Okyanusu aşan sergi: “Babil’in Ötesi”
New York Metropolitan Müzesi’nde 2009 yılı Mart ayına kadar açık kalacak olan “Babil’in Ötesi: M.Ö. 2’nci Binyılda Sanat, Ticaret ve Diplomasi” sergisi, DEİK/Türk-Amerikan İş Konseyi’nin ana sponsorluğunda Doğan, Doğuş, Koç ve Sabancı gruplarının destekleriyle Türkiye’den gönderilen tarihi eserler ve dünyanın en eski açık deniz gemisi Uluburun Batığı buluntularıyla, ülkemizin tanıtımı için önemli bir fırsat yaratıyor
Binlerce yıldır uygarlıkların beşiği olan Anadolu, içinde antikçağ kültürlerine ait nice hazineler barındırıyor. Asur’dan Babil’e, Antik Yunan’dan Roma’ya, Bizans’tan günümüze dek yüzlerce uygarlığı barındırmış Anadolu topraklarında, tüm bu kültürlerden arda kalanlar birer birer gün ışığına çıkarılıyor. Bu eserlere müzelerin ilgisi artık ülkemizin sınırlarını aşıyor.
Son olarak New York’un dünyaca ünlü Metropolitan Müzesi’nde açılan “Babil’in Ötesi: M.Ö. 2’nci Binyılda Sanat, Ticaret ve Diplomasi” sergisine Türkiye’den gönderilen eserler ziyaretçileriyle buluşuyor. Aralarında Anadolu’nun çeşitli bölgelerinden çıkarılan tarihi eserler ve dünyada büyük yankı uyandıran “Uluburun Batığı” buluntularının da bulunduğu toplam 400 parça, Metropolitan Müzesi’nde yerini aldı.
Uluburun Batığı
Kaş’ın 8,5 km. güneydoğusunda Uluburun açıklarında yapılan kazılardan çıkartılan kalıntılar, dünyadaki en eski açık deniz gemisine ait. Geç Tunç Çağı’ndan kalma geminin yapıldığı sedir ağacı tarihlenerek M.Ö 1.300’de battığı tespit edildi.

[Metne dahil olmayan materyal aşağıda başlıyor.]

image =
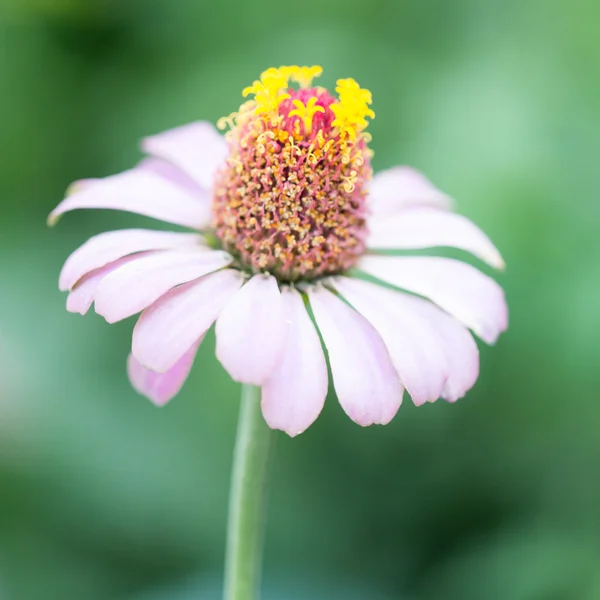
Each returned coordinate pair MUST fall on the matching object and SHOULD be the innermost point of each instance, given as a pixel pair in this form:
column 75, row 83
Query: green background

Boyu yaklaşık 15 metre, eni ise 5 metre olan batığın 20 ton yük taşıdığı tahmin ediliyor. 10 ton bakır ingot ve 1 ton kalay, geminin ana yükünü oluşturuyor. Ayrıca 150 adet Kenan ülkesi yapımı kil kavanoz, 10 adet pitos, 3,3 ton toplam ağırlığında tek delikli 24 çıpa (bunlardan ikisi 21,9 kg. ve 25,9 kg. ağırlığında olup, büyük olasılıkla geminin demirlemesi için, diğerleri de balast olarak kullanılmaktaydı), tunç aletler, devekuşu yumurtaları, en önemlisi Mısır Prensesi Nefertiti’ye ait olan altın mühür olmak üzere çeşitli mühürler ve heykelcikler geminin kargosunu oluşturuyor. Geminin yine çok ilginç buluntularından birisi ise antikçağlarda kullanılan yazı defteri. Balmumu üzerine sert bir kalemle yazı yazılmasına olanak sağlayan defterden Homeros’un ünlü eseri “İlyada”da da söz ediliyor. Uluburun Batığı’nın muhtemel rotasının ise Suriye-Filistin kıyıları ya da Kıbrıs’tan Ege’ye doğru olduğu düşünülüyor.
Uluburun Batığı’nın yapımında sedir ağacı kullanılmış ve kaplama tahtaları “geçme yöntemi” ile birleştirilmiş. Aynı yöntemin, Uluburun’dan bin sene sonra Yunan-Roma gemilerinde de kullanıldığı biliniyor. Bugün yaygın olan “önce iskelet” yönteminin aksine, “önce kabuk” yöntemi ile inşa edilen gemi, önce geminin dış yüzeyi, yani kabuğu inşa edilip, daha sonra içerisine iskeletin eklenmesiyle oluşturulmuş.
Uluburun Gemisi’nden daha da öncesine tarihlenen, önce kabuk ve geçme yapım tekniği ile yüzdürülmüş gemilere Eski Mısır’da da rastlanmasına rağmen, bu geçmelerin kavelalarla kilitlenmiş olması gemiye bir “ilk” olma özelliği kazandırıyor.